Y digo que me sorprendí porque, primero, no creí que a nadie se le ocurriera hacer una encuesta para preguntarle a la gente si ha viajado para evitar tener que  ir a una invitación que le da pereza. Y segundo, por enterarme de que de cada 100 españoles que viajan, 18 lo hacen solo para tener una disculpa creíble y no tener que asistir a alguna reunión social.

Encuestaron a 3.000 personas de 6 países: España, Italia, Alemania, Portugal, Francia e Inglaterra. Se les preguntó cuáles eran sus razones para viajar al extranjero en sus vacaciones. Las respuestas más comunes fueron:
1. Tengo ganas de conocer ese país o ciudad (33%)
2. Necesito un descanso del trabajo y del estrés diario (24%)
3. Quiero pasar tiempo con mis seres queridos (19%).

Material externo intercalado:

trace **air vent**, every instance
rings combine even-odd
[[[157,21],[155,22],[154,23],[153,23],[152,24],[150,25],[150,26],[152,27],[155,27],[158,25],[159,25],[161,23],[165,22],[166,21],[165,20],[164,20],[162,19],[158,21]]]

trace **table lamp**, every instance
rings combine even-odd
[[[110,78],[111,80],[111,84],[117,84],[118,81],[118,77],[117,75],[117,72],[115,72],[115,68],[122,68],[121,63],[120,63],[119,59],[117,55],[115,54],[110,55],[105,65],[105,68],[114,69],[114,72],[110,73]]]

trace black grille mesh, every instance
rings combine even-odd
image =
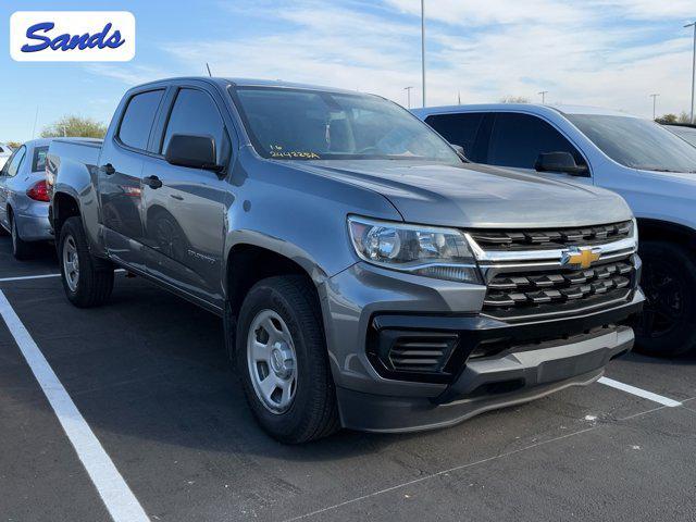
[[[471,231],[471,237],[484,250],[552,249],[592,246],[618,241],[631,236],[633,223],[534,231]]]
[[[504,273],[488,284],[484,310],[530,310],[549,303],[572,304],[585,299],[593,303],[627,295],[634,268],[629,260],[579,271]]]

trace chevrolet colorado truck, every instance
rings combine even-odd
[[[635,324],[636,350],[696,353],[696,148],[685,137],[650,120],[594,107],[494,103],[413,113],[463,147],[472,161],[604,187],[625,198],[638,224],[647,296]]]
[[[219,314],[286,443],[450,425],[591,384],[633,344],[620,196],[470,163],[376,96],[154,82],[47,164],[67,299],[103,303],[123,268]]]

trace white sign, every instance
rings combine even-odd
[[[135,16],[127,11],[17,11],[10,54],[18,62],[127,62]]]

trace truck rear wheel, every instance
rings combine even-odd
[[[644,240],[641,286],[647,301],[636,324],[636,351],[657,357],[696,349],[696,260],[668,241]]]
[[[69,217],[60,233],[58,259],[67,299],[79,308],[103,304],[113,289],[113,265],[89,253],[79,217]]]
[[[283,443],[338,430],[338,410],[321,310],[303,276],[269,277],[244,300],[236,335],[237,371],[253,415]]]

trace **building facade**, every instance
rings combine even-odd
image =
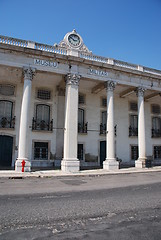
[[[137,168],[161,161],[161,71],[0,36],[0,168]]]

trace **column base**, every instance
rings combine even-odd
[[[138,160],[135,161],[136,168],[145,168],[145,166],[146,166],[146,158],[138,158]]]
[[[116,161],[116,158],[106,159],[103,162],[103,169],[106,169],[106,170],[117,170],[117,169],[119,169],[119,162]]]
[[[25,160],[24,172],[31,171],[31,162],[27,158],[18,158],[15,162],[15,171],[22,172],[22,161]]]
[[[78,159],[63,159],[61,161],[61,170],[63,172],[78,172],[80,169],[80,161]]]

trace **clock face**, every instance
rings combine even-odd
[[[80,37],[78,35],[72,33],[69,35],[68,41],[71,45],[76,47],[80,44]]]

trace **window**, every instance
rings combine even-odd
[[[130,115],[129,136],[138,136],[138,115]]]
[[[154,146],[154,159],[161,158],[161,146]]]
[[[160,106],[158,104],[151,105],[151,112],[153,114],[160,114]]]
[[[79,94],[79,104],[85,104],[85,96],[83,94]]]
[[[161,118],[152,118],[152,137],[161,137]]]
[[[13,103],[0,101],[0,127],[14,128],[15,118],[12,118]]]
[[[101,124],[100,124],[100,134],[106,133],[106,123],[107,123],[107,111],[102,112],[101,116]]]
[[[136,102],[130,102],[130,111],[137,112],[138,105]]]
[[[34,143],[34,159],[37,159],[37,160],[48,159],[48,143],[47,142]]]
[[[138,146],[131,146],[131,159],[132,160],[138,159]]]
[[[78,109],[78,132],[87,133],[87,123],[84,123],[84,109]]]
[[[51,92],[49,90],[38,89],[37,98],[42,99],[42,100],[50,100]]]
[[[78,144],[77,158],[83,160],[83,144]]]
[[[9,84],[0,84],[0,94],[4,96],[13,96],[15,87]]]
[[[102,107],[107,107],[107,98],[102,98]]]
[[[53,121],[50,121],[50,106],[45,104],[36,105],[36,119],[33,118],[33,130],[52,131]]]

Hasta ahí todo bien. Pero la cuarta motivación más fuerte fue definida como “evitar tener que ir a una reunión familiar, una boda o un acto social”.

Los encuestadores entregaron los resultados por nacionalidades. Los que parecen ser más antipáticos son los españoles. El 18% viaja para no tener que aceptar una invitación y poder decir que no va a ir porque justo en esa fecha estará fuera del país. Los porcentajes realmente son altos:
1. Españoles 18%
2. Italianos 15%
3. Portugueses 14%
4. Alemanes 12%
5. Franceses 10%
6. Británicos 9%

El equipo encuestador se sorprendió con los resultados. Yo, además, me hubiera sorprendido por la sinceridad de la gente. En Colombia seguramente muchos se han inventado viajes para no ir a una reunión familiar, pero nadie lo confesaría.

El caso es que los encuestadores quisieron profundizar un poco más, así que preguntaron cuál era el motivo para no querer ir a esa reunión. Estas fueron las cinco respuestas más comunes:

1. No puedo o no quiero asumir los gastos que me supone asistir.
2. Ese tipo de eventos nunca acaban bien.
3. No soporto a la mayoría de la gente que va a asistir.
4. Quien lo celebra no me cae especialmente bien
5. No conozco a la mayoría de la gente que va.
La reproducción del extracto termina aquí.